Author: seabreeze
Date: 2018-11-20 08:44
Michael Wright is not "wasting his time" trying to capture certain qualities of the Albert system on the Boehm. He has explained "The Boehm system seems to be less flexible than the Albert in bending and producing a singing tone. My goal has been to try to produce an Albert-like tone on a Boehm clarinet" (which he considers easier to play). The players who forged the New Orleans style (Johnny Dodds, Ed Hall, George Lewis, Sydney Bechet, Omar Simeon, Leon Rappolo, Al Nicholas, Barney Bigard, Irving Fazola et al) all at some point tried and rejected the Boehm, preferring the more "bendable" and vocal qualities of the Albert to the increased technical capacity of the newer system. Unlike them, Wright started on a Boehm and developed proficiency on it, so it makes sense for him to continue with that system but try to find a way to voice it like an Albert. Hybrid forms in art can be beautiful; jazz itself is a gigantic, flying hybrid.

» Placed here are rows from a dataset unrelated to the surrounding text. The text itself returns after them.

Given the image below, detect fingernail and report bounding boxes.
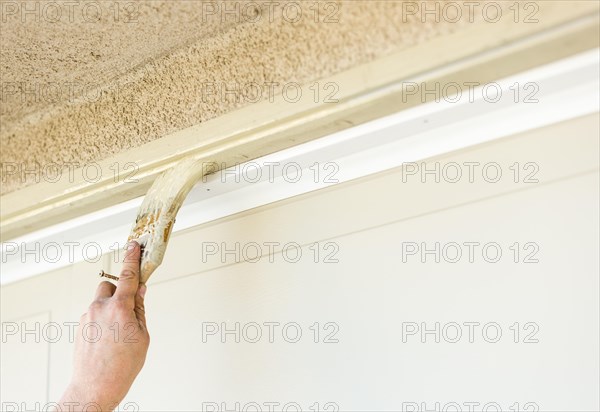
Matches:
[139,284,147,298]
[126,241,138,251]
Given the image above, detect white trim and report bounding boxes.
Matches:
[1,49,598,285]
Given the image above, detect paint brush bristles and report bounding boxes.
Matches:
[128,158,207,283]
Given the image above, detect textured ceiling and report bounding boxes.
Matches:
[1,1,241,129]
[0,0,559,194]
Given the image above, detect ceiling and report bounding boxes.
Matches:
[2,1,598,198]
[0,1,244,125]
[0,0,469,194]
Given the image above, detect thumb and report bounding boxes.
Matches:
[114,241,141,301]
[135,284,148,330]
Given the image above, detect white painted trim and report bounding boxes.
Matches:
[1,49,598,285]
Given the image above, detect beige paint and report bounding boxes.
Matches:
[1,115,598,409]
[128,158,207,283]
[1,0,475,194]
[1,1,598,240]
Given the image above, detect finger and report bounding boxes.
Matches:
[114,241,141,301]
[95,281,116,300]
[134,284,148,330]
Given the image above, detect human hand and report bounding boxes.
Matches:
[59,241,149,411]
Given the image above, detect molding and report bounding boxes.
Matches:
[1,49,599,285]
[1,4,599,240]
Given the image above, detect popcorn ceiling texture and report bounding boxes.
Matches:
[1,0,498,194]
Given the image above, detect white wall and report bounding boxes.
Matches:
[1,114,598,411]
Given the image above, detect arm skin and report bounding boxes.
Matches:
[58,241,150,411]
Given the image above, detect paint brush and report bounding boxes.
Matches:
[127,158,207,283]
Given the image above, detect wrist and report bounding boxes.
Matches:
[59,381,116,411]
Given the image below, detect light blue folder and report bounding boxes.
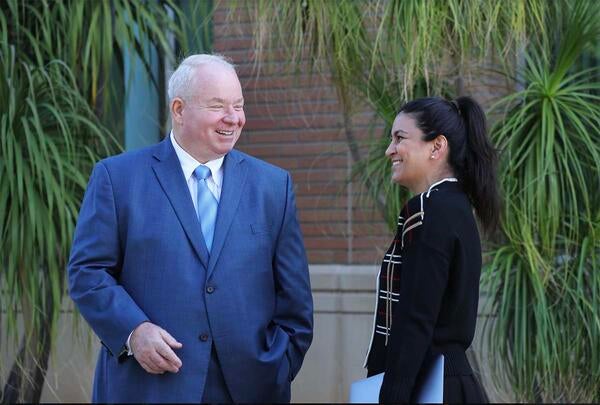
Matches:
[349,355,444,403]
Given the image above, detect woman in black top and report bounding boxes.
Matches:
[364,97,500,403]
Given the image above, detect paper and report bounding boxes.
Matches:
[349,355,444,403]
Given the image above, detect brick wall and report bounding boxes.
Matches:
[211,2,391,265]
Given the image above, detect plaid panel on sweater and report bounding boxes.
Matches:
[363,191,426,370]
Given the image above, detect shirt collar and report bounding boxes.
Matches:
[170,132,224,186]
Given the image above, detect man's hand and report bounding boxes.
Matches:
[130,322,183,374]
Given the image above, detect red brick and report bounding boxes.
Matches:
[351,237,392,249]
[350,251,387,265]
[244,116,343,131]
[213,0,391,264]
[244,88,339,105]
[245,102,341,117]
[214,37,254,51]
[213,17,254,36]
[240,131,290,144]
[301,224,349,237]
[350,224,391,237]
[213,7,254,24]
[304,238,348,250]
[294,155,349,170]
[242,75,333,91]
[294,130,346,143]
[298,210,348,223]
[296,195,347,210]
[251,156,347,171]
[294,182,346,196]
[239,129,346,144]
[291,169,347,183]
[307,250,336,263]
[238,143,346,158]
[234,61,324,78]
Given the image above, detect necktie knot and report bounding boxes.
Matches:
[194,165,211,180]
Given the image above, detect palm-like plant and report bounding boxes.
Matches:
[235,0,553,227]
[483,1,600,401]
[246,0,548,99]
[0,42,115,402]
[0,0,190,401]
[4,0,186,117]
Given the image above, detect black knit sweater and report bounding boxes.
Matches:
[364,179,482,403]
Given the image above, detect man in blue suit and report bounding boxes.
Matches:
[68,54,313,403]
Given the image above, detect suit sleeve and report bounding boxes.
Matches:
[271,172,314,381]
[68,162,149,357]
[379,210,452,403]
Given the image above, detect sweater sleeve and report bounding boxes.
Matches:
[379,207,453,403]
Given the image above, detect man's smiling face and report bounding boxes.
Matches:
[175,63,246,163]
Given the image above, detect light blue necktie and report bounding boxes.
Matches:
[194,165,218,252]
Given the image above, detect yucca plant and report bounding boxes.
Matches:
[482,1,600,401]
[0,0,191,401]
[3,0,186,118]
[245,0,549,99]
[234,0,554,227]
[2,0,189,143]
[0,42,116,401]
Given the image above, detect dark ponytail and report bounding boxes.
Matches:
[399,96,500,235]
[454,96,500,234]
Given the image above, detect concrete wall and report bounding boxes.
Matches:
[1,265,502,403]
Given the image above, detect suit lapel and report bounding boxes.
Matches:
[151,138,210,269]
[207,150,247,277]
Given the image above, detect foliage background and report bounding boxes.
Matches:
[1,0,598,402]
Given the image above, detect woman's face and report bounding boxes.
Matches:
[385,112,434,193]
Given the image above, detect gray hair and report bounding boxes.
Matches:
[167,54,236,100]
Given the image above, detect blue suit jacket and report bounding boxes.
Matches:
[68,138,313,402]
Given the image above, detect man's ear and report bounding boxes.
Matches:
[171,97,184,126]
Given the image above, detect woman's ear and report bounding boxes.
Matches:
[430,135,449,159]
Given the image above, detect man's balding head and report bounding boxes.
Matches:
[168,54,237,101]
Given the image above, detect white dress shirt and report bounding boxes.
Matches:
[170,131,224,204]
[125,132,225,355]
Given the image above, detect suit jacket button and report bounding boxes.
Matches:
[199,334,209,342]
[206,286,215,294]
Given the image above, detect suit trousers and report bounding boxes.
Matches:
[201,344,233,403]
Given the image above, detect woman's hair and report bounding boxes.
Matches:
[399,96,500,234]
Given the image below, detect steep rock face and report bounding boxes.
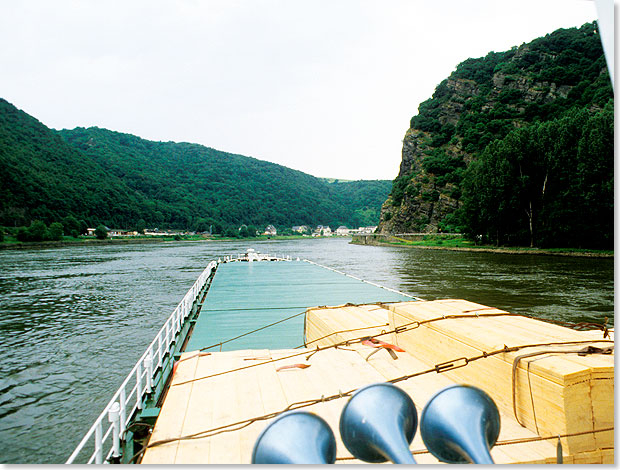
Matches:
[378,22,610,234]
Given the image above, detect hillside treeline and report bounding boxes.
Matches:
[0,98,390,233]
[381,22,613,249]
[462,103,613,249]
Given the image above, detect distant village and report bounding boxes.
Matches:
[85,225,378,238]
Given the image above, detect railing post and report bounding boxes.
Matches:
[136,362,143,409]
[119,387,127,437]
[108,402,121,463]
[157,335,163,370]
[95,421,103,464]
[145,352,153,394]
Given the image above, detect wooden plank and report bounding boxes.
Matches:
[346,339,558,465]
[396,312,569,433]
[601,448,615,464]
[305,305,392,348]
[172,351,235,463]
[591,378,614,449]
[143,342,612,465]
[141,352,201,463]
[390,299,605,350]
[389,301,613,386]
[204,352,245,464]
[386,301,614,456]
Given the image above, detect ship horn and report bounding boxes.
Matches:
[339,383,418,463]
[420,384,500,464]
[251,411,337,464]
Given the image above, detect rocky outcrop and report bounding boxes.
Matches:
[378,22,609,235]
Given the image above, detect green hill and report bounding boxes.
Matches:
[0,99,151,228]
[0,98,390,233]
[379,22,613,249]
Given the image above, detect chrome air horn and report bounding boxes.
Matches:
[251,411,337,464]
[420,384,500,464]
[339,383,418,463]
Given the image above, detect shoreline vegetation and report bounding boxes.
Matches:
[0,233,612,258]
[0,233,315,250]
[350,234,613,258]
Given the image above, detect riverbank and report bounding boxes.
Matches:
[350,234,613,258]
[0,234,322,250]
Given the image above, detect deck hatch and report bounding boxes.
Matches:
[184,260,413,352]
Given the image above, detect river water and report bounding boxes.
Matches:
[0,238,613,463]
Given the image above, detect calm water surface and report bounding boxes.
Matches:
[0,238,613,463]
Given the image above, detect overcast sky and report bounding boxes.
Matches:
[0,0,601,180]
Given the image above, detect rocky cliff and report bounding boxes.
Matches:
[378,22,611,234]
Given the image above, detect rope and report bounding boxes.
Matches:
[334,426,615,461]
[199,311,307,351]
[153,339,613,447]
[198,301,402,351]
[300,323,390,348]
[495,426,614,447]
[174,305,614,386]
[192,297,610,358]
[511,345,614,428]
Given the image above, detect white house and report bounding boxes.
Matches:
[264,225,277,236]
[314,225,332,237]
[336,226,350,236]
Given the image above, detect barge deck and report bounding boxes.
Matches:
[66,252,614,464]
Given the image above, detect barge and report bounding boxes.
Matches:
[66,250,614,464]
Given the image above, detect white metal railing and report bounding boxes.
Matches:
[222,250,291,263]
[65,261,218,464]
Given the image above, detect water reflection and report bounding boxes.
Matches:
[0,239,613,463]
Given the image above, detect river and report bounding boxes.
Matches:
[0,238,613,463]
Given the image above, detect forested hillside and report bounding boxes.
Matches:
[379,22,613,249]
[0,99,152,228]
[0,98,390,233]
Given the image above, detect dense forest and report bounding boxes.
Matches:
[379,22,613,249]
[0,98,390,234]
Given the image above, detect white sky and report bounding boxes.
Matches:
[0,0,602,180]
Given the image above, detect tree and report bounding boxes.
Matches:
[28,220,48,242]
[48,222,64,241]
[136,219,146,234]
[16,227,29,242]
[79,219,88,235]
[193,218,208,233]
[62,215,81,238]
[223,227,239,238]
[95,224,108,240]
[461,104,613,249]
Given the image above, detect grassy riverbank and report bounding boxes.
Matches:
[0,233,319,249]
[351,234,613,258]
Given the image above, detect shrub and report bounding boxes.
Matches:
[95,225,108,240]
[48,222,64,241]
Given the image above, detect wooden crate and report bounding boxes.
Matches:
[386,299,614,456]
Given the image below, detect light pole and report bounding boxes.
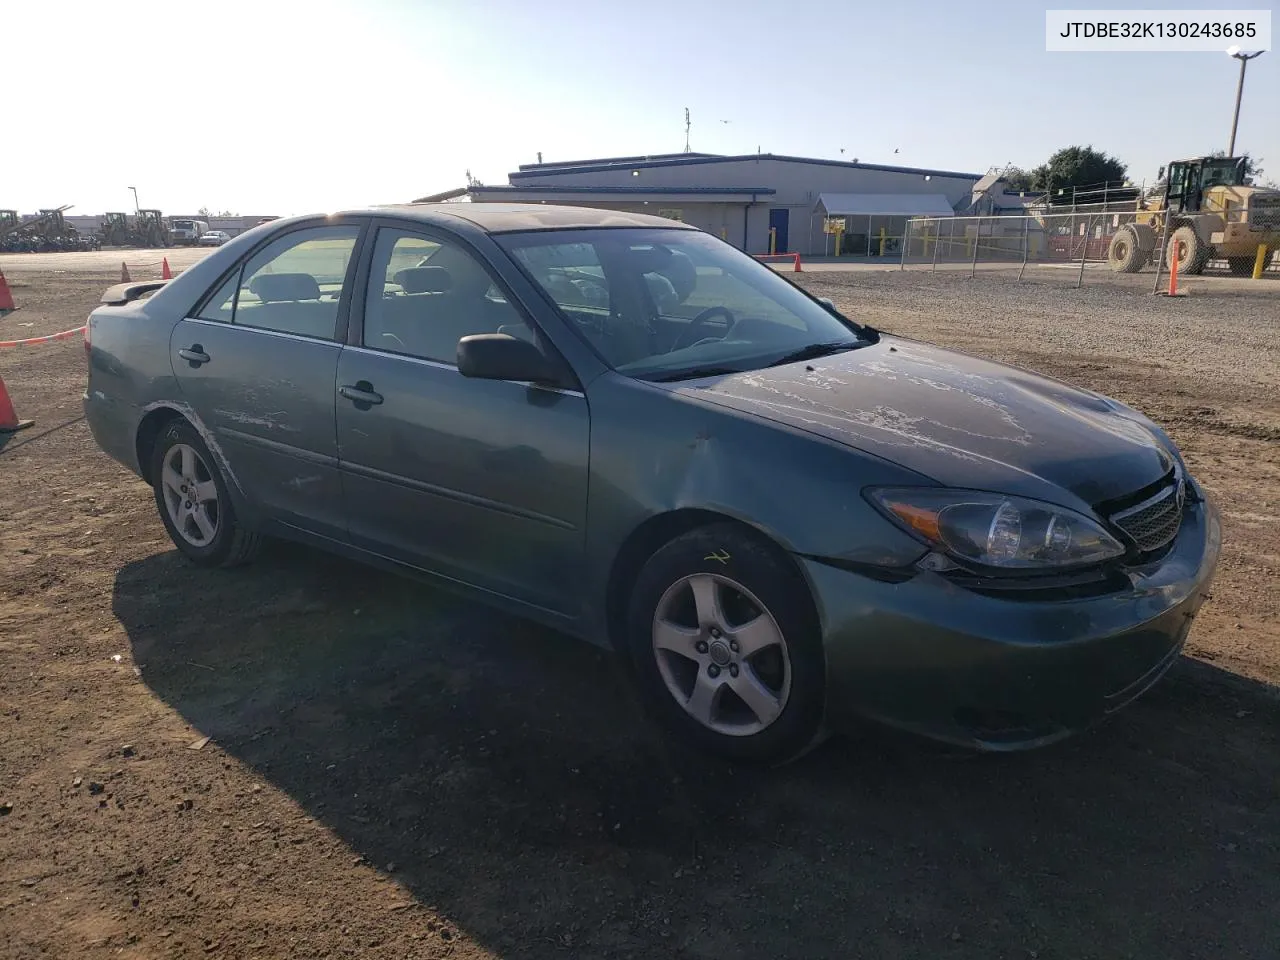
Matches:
[1226,46,1263,156]
[128,186,140,213]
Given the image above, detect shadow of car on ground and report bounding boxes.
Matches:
[114,543,1280,959]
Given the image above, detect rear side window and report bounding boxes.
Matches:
[196,273,238,323]
[194,226,359,340]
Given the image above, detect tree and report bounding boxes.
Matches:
[1029,145,1128,192]
[197,206,212,218]
[1001,165,1035,192]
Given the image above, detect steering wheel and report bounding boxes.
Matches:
[671,306,736,351]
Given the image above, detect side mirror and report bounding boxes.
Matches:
[457,333,564,386]
[817,296,840,314]
[1157,165,1166,181]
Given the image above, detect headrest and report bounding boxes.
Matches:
[394,266,452,294]
[248,272,320,302]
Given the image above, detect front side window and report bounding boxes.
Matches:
[195,225,359,339]
[498,228,870,380]
[362,228,531,363]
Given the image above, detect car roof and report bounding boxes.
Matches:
[330,202,701,234]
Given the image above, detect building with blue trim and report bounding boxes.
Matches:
[427,152,985,257]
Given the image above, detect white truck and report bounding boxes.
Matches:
[169,218,210,246]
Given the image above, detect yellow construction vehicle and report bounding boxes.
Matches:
[132,209,172,248]
[99,212,131,246]
[1107,155,1280,275]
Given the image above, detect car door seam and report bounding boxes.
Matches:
[340,459,576,531]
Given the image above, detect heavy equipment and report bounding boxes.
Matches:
[99,212,131,246]
[133,209,171,248]
[0,205,92,252]
[1107,156,1280,275]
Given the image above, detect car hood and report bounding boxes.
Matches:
[662,336,1172,509]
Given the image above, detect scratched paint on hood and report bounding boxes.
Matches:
[661,336,1172,506]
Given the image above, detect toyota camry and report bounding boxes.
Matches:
[83,203,1221,763]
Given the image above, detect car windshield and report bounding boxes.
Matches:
[497,228,871,380]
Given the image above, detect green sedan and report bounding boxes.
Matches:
[83,203,1221,763]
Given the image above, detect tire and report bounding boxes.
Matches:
[1107,226,1145,273]
[1167,225,1211,276]
[150,418,261,568]
[624,523,826,765]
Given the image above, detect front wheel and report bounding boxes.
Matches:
[150,419,261,567]
[1167,225,1210,276]
[625,524,826,764]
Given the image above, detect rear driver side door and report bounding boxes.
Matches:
[171,221,366,542]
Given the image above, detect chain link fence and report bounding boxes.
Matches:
[900,212,1279,287]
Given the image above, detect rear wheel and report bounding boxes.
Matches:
[150,419,260,567]
[625,524,826,764]
[1107,225,1145,273]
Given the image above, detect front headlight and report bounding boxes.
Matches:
[866,487,1125,572]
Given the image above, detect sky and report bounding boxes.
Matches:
[7,0,1277,216]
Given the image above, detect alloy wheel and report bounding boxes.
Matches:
[160,443,220,548]
[651,573,792,736]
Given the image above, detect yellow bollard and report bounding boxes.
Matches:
[720,226,727,241]
[769,227,777,256]
[1253,244,1269,280]
[879,227,886,257]
[834,230,842,257]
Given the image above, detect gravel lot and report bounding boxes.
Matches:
[1,251,1278,960]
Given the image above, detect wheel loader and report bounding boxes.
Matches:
[99,212,131,246]
[1107,156,1280,276]
[132,209,172,248]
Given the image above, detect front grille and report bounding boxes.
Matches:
[1250,199,1280,231]
[1110,477,1184,551]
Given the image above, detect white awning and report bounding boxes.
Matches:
[816,193,956,217]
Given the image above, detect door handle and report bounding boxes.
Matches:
[339,382,383,406]
[178,345,210,365]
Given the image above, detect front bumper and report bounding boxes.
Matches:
[804,496,1221,749]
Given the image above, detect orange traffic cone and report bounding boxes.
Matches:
[0,374,34,434]
[0,270,15,315]
[121,261,131,283]
[161,257,172,280]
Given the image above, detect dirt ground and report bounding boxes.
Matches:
[2,250,1278,960]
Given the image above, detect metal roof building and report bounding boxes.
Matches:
[439,152,984,257]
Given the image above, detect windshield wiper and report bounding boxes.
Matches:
[649,365,745,383]
[767,340,862,367]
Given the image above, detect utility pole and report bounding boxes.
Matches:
[1227,47,1263,156]
[684,108,691,153]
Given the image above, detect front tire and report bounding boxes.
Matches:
[1167,225,1211,276]
[625,524,826,764]
[150,419,260,568]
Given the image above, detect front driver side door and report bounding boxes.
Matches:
[335,224,590,618]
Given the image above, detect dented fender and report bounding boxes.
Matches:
[581,374,933,639]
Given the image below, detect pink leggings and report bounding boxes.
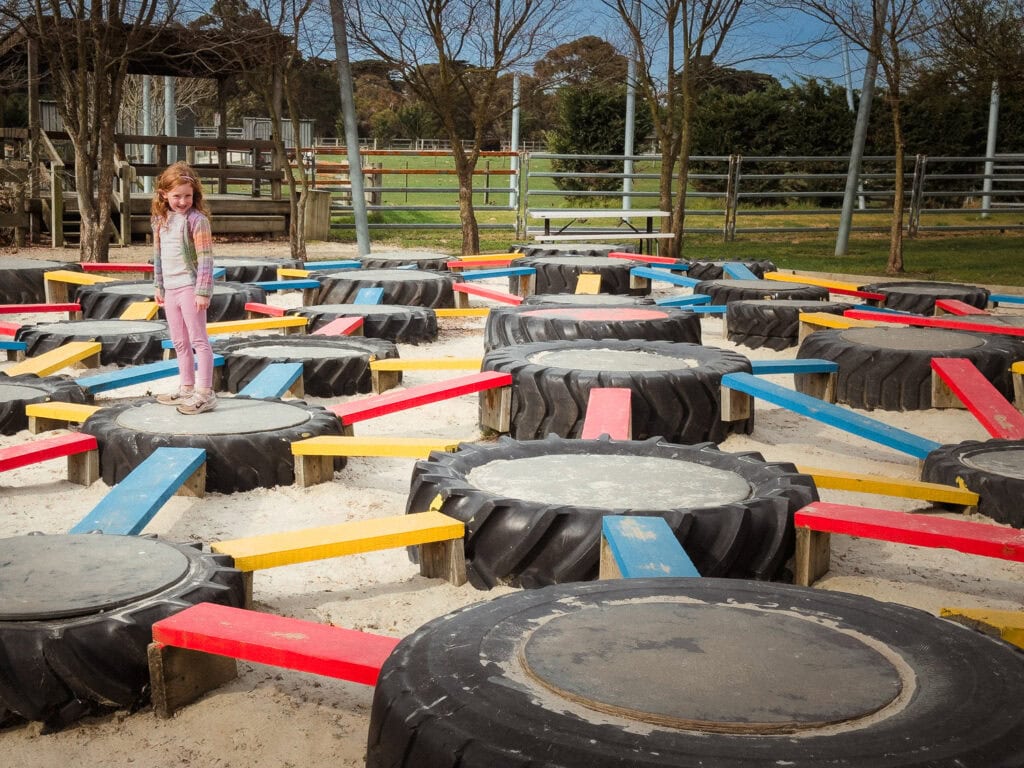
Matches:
[163,285,213,389]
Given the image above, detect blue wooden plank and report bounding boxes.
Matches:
[396,264,420,270]
[630,267,701,287]
[250,279,321,291]
[212,267,227,279]
[238,362,303,398]
[77,356,226,393]
[602,516,700,578]
[720,372,941,458]
[687,305,728,314]
[639,261,689,271]
[354,287,384,304]
[989,293,1024,307]
[460,266,537,281]
[655,294,712,307]
[750,359,839,375]
[70,447,207,535]
[303,260,362,271]
[723,262,760,280]
[0,340,27,351]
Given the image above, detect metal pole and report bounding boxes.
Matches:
[981,79,999,217]
[842,39,864,209]
[510,73,521,213]
[836,51,878,257]
[142,76,153,193]
[622,0,640,210]
[329,0,371,255]
[164,77,176,164]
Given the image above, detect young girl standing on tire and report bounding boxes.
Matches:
[152,161,217,414]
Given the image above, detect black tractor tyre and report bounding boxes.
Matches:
[483,304,701,351]
[212,334,400,396]
[315,269,458,308]
[406,436,816,588]
[727,300,853,351]
[357,250,451,271]
[0,374,91,435]
[481,339,754,443]
[796,326,1024,411]
[685,259,778,280]
[16,319,169,366]
[921,439,1024,528]
[860,280,990,315]
[513,255,650,296]
[74,280,267,322]
[367,578,1024,768]
[521,293,655,306]
[694,279,829,305]
[286,304,438,344]
[513,243,637,259]
[0,533,245,731]
[82,398,346,493]
[0,259,81,304]
[214,257,303,283]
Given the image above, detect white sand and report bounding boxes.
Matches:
[1,241,1022,766]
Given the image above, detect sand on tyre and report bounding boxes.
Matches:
[694,278,828,305]
[357,250,451,271]
[0,374,90,435]
[367,578,1024,768]
[16,319,169,366]
[0,533,244,731]
[406,435,816,588]
[315,269,458,308]
[0,258,80,304]
[74,280,266,322]
[859,280,990,314]
[481,339,753,442]
[512,255,649,296]
[921,438,1024,528]
[286,304,437,344]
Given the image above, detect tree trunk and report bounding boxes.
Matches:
[671,77,697,258]
[887,103,905,274]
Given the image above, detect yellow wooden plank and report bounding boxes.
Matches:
[7,341,101,377]
[211,511,465,571]
[369,357,482,372]
[764,272,862,292]
[939,607,1024,649]
[206,316,309,334]
[575,273,602,295]
[458,252,522,261]
[796,465,980,506]
[43,270,119,286]
[119,301,159,320]
[434,307,490,317]
[277,267,312,279]
[1011,361,1024,375]
[25,401,102,422]
[292,435,462,457]
[798,311,878,329]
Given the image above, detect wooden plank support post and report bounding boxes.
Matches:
[148,602,401,718]
[931,357,1024,438]
[599,516,700,579]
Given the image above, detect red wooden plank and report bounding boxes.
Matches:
[931,358,1024,439]
[608,251,679,265]
[0,433,98,472]
[452,283,523,305]
[935,298,989,316]
[827,287,886,301]
[151,602,399,685]
[447,259,514,269]
[0,321,22,336]
[794,502,1024,562]
[80,262,153,273]
[244,302,286,317]
[581,388,632,440]
[330,370,513,425]
[0,303,81,314]
[845,308,1024,337]
[312,316,364,336]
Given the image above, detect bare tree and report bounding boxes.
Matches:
[2,1,181,262]
[120,74,216,134]
[795,0,942,273]
[347,0,570,255]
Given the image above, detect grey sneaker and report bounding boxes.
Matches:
[156,388,194,405]
[176,391,217,415]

Evan Christopher, after trying a Hammerschmidt clarinet and many other clarinets decided to return to the Selmer Albert type that was favored by many of the old New Orleans players. An analogy here might be made with "authenticity" in architecture. If you like traditional New Orleans wooden shotgun houses, do you build them "Katrina Cottage" style with the long vertical windows and maybe fireplace, or do you put solar photovoltaic cells on the roof, substitute smaller clerestory horizontal widows just below the ceiling, and add insulation never dreamed of in the old days? In selecting an instrument, Christopher is sort of going the Katrina Cottage "make 'em the old way," and White is going the photovoltaic and insulation amenities of the more facile and modern clarinet. Each to his own, I say. Both ways can be authentic.